Duflo et al. write that “An examination of 25 randomly selected PAPs on the registry underscored such ambiguity: page lengths vary between one and thirty pages.” We see this as partially a feature, and indeed ourselves have written PAPs of vary different levels of detail and length, with different purposes in mind. For large, multi-year, expensive projects, in which we clearly understand the intervention, are explicitly testing a specific theory, and have a range of well-defined outcomes we care about, it has made sense to be as specific as possible in our PAPs. But in other cases, the intervention is a bit of a black-box to us until it actually occurs and we are unclear exactly what outcomes make sense to measure, what types of data we will be able to collect, or even what funding we will have down the line to collect these data. In such cases, putting down a very simple and short document so that the “PAP serves as a record of initial intentions” seems useful. We don’t think that a one-size-fits-all standard-length PAP is likely to be the optimal approach.

  1. If you had only one table and/or figure to show the impacts of your study, what would it show?

Many development experiments potentially have a large range of outcomes over multiple domains, with multiple potential causal mechanisms potentially at play, and often researchers have several different treatments occurring. This is part of what leads to fat PAPs, as researchers try to pre-specify all these different things they could possibly look at. A test that we try to ask ourselves, our co-authors, and partners is what we call the 2-page policy brief or Science paper test: if you would get to only show people one table and one figure to illustrate the results of your study, what would you want to show? This helps prioritize what the key outcomes are, helps deal with multiple testing concerns, and fits well with the suggestion of Duflo et al. that “Highlighting core hypotheses by putting them at the center of a short PAP enhances credibility in the public eye, especially given the limited ability to process complex evidence.” This can be simply included in the AEA registry under primary outcomes.

  1. Be precise on how you will measure outcomes when you can

Duflo et al. note that there are times where it is difficult to be precise about how the outcome variable will be measured. But our experience is also that there are many times where it is possible to be precise and researchers are not. This is particularly the case when refereeing registered reports. For example, researchers might specify “income” as a key outcome. But we want to know a lot more details, such as over what period will this be measured? Will it include income from all sources (including home production) or just monetary wage? Will it be used in logs, levels, inverse hyperbolic sines, or some other transformation? Will it be winsorized, or how will outliers be dealt with?  If comparisons are being made over time and space, will nominal or real income be measured? Etc. The point is that even for a relatively simple outcome like income, there are many decisions to be made, and ex ante thinking through these is useful.

A related issue is when the researcher wants to (or has to) deviate from the PAP for one reason or another. It is useful then to have some “standard operating procedures” to fall back on, which gives some discipline to the exercise and serves as a “safety net for PAPs” as suggested by Lin and Green.

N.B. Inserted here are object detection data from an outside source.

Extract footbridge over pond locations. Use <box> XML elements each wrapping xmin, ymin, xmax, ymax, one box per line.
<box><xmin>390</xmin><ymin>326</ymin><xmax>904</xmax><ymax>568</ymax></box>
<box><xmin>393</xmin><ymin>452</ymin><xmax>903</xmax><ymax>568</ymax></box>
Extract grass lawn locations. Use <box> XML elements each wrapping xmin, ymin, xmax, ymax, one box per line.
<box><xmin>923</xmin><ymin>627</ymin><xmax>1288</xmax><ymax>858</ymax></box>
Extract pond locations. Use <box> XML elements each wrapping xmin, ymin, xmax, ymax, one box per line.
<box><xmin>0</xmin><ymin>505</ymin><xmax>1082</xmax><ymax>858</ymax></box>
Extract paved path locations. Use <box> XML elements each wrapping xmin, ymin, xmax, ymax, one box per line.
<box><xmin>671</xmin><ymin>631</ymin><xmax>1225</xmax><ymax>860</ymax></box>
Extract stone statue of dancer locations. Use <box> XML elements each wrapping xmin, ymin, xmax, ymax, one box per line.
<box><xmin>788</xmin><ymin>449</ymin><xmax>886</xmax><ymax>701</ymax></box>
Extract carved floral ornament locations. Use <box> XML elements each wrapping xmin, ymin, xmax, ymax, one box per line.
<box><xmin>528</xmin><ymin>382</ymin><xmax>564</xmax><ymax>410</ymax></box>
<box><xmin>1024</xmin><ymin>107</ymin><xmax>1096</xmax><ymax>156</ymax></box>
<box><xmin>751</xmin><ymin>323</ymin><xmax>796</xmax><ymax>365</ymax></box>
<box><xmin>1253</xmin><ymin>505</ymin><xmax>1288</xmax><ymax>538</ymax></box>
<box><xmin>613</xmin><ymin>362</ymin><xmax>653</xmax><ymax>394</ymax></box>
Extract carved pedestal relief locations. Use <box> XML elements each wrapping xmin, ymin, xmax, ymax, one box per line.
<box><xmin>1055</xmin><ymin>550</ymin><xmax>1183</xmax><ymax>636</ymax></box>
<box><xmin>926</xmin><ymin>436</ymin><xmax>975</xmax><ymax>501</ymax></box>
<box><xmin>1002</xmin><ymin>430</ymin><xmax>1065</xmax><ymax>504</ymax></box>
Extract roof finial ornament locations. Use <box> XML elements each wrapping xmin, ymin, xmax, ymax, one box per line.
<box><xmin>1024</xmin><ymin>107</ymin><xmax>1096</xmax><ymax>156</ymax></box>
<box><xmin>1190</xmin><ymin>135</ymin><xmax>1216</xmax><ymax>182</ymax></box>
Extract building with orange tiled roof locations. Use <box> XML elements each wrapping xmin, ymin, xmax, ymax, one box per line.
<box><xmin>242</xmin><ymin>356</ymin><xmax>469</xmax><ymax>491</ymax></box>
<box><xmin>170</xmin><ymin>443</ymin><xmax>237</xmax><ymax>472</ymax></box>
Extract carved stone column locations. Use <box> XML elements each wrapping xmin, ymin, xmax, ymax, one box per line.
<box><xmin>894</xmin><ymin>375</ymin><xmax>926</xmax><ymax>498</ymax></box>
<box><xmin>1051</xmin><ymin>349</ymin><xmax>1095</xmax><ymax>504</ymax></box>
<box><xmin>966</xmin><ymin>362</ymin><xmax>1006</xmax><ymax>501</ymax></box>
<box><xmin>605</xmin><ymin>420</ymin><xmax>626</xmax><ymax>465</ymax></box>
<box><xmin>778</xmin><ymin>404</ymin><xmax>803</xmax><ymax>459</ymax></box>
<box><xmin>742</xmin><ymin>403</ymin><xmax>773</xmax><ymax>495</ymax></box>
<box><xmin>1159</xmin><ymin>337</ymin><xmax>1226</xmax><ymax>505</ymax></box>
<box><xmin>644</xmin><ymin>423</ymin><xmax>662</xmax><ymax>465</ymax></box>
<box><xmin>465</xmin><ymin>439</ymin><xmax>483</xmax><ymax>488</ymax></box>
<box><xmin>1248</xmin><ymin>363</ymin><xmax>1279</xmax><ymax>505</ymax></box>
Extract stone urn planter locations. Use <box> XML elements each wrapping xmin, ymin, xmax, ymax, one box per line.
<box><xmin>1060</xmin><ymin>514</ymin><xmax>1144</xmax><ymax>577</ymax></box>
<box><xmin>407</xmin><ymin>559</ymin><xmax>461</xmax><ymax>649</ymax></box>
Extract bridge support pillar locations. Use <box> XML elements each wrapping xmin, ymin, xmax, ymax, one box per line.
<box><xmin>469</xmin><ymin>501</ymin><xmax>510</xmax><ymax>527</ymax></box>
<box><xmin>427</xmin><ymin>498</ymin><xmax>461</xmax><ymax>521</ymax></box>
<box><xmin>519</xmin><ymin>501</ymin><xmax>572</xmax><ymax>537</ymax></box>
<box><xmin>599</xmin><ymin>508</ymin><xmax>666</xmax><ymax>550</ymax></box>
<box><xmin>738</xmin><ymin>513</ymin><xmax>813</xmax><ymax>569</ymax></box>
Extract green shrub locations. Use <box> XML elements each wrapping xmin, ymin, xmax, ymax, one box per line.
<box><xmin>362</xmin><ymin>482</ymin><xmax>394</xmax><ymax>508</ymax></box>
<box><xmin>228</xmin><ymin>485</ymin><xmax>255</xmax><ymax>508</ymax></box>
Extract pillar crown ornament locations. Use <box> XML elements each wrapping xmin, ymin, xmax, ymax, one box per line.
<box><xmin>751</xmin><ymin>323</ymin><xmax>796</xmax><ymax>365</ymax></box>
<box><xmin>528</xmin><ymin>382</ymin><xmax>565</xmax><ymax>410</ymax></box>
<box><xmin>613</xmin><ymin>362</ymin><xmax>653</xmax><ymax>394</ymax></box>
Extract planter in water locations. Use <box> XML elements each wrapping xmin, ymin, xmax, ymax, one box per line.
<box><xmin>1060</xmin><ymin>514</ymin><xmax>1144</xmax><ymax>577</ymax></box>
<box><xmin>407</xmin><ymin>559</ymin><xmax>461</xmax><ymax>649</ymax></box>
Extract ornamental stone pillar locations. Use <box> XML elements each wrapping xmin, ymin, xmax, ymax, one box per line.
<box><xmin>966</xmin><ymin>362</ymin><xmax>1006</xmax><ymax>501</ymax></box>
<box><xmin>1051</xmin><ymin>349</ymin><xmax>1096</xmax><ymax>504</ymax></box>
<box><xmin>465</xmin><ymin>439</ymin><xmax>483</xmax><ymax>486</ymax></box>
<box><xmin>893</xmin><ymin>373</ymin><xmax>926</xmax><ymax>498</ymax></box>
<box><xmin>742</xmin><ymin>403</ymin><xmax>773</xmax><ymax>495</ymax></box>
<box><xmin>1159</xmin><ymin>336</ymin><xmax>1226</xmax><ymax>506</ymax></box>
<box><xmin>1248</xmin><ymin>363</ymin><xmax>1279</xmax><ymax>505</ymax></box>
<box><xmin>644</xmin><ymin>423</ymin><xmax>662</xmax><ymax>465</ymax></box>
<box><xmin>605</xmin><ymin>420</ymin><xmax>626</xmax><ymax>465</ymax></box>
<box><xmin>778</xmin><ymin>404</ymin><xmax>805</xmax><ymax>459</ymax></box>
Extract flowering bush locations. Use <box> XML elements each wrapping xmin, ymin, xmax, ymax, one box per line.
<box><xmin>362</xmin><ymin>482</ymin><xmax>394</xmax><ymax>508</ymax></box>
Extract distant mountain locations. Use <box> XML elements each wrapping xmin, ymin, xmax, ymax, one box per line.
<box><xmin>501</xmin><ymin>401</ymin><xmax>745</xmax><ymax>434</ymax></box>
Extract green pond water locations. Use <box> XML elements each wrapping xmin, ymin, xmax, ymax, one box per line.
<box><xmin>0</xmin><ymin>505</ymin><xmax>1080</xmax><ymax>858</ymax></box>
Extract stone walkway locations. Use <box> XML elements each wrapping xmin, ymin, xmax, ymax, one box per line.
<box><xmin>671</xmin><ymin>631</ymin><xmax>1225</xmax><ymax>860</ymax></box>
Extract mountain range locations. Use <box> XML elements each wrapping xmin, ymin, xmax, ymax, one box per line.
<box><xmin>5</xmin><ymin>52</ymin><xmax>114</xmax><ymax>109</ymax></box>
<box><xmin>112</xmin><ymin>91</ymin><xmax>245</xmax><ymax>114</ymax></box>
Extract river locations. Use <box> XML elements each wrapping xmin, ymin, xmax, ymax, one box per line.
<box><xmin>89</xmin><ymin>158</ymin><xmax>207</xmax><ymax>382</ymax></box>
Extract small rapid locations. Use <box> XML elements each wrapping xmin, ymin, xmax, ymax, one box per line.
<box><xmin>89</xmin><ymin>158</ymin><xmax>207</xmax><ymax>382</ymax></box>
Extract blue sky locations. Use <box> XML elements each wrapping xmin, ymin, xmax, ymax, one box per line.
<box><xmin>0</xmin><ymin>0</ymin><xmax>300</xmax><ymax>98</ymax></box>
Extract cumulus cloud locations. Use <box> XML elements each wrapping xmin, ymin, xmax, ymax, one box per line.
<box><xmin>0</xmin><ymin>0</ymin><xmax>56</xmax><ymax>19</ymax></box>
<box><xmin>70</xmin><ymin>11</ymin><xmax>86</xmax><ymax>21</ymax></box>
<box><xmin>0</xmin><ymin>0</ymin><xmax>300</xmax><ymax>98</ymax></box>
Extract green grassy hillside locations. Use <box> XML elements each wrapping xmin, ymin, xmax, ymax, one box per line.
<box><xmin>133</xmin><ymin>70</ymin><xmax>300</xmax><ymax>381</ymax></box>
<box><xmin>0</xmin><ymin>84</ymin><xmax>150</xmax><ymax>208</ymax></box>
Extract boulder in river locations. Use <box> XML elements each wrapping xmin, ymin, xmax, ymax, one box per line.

See the SOP at Don Green’s lab at Columbia University here, which can be a live document but with time-stamped versions.

  1. The potential value of a PAP and especially a RR is not just transparency

Registering a simple PAP or set of fields in the AEA registry is an important step towards alleviating file drawer problems (where some results are never published) and transparency/robustness concerns (by making clear the key outcomes researchers had in mind). But the potential value of a PAP and especially going through a process like RR is so much more than this – ideally the process should not just document what is done, but also be an avenue to ex-ante improve the study design.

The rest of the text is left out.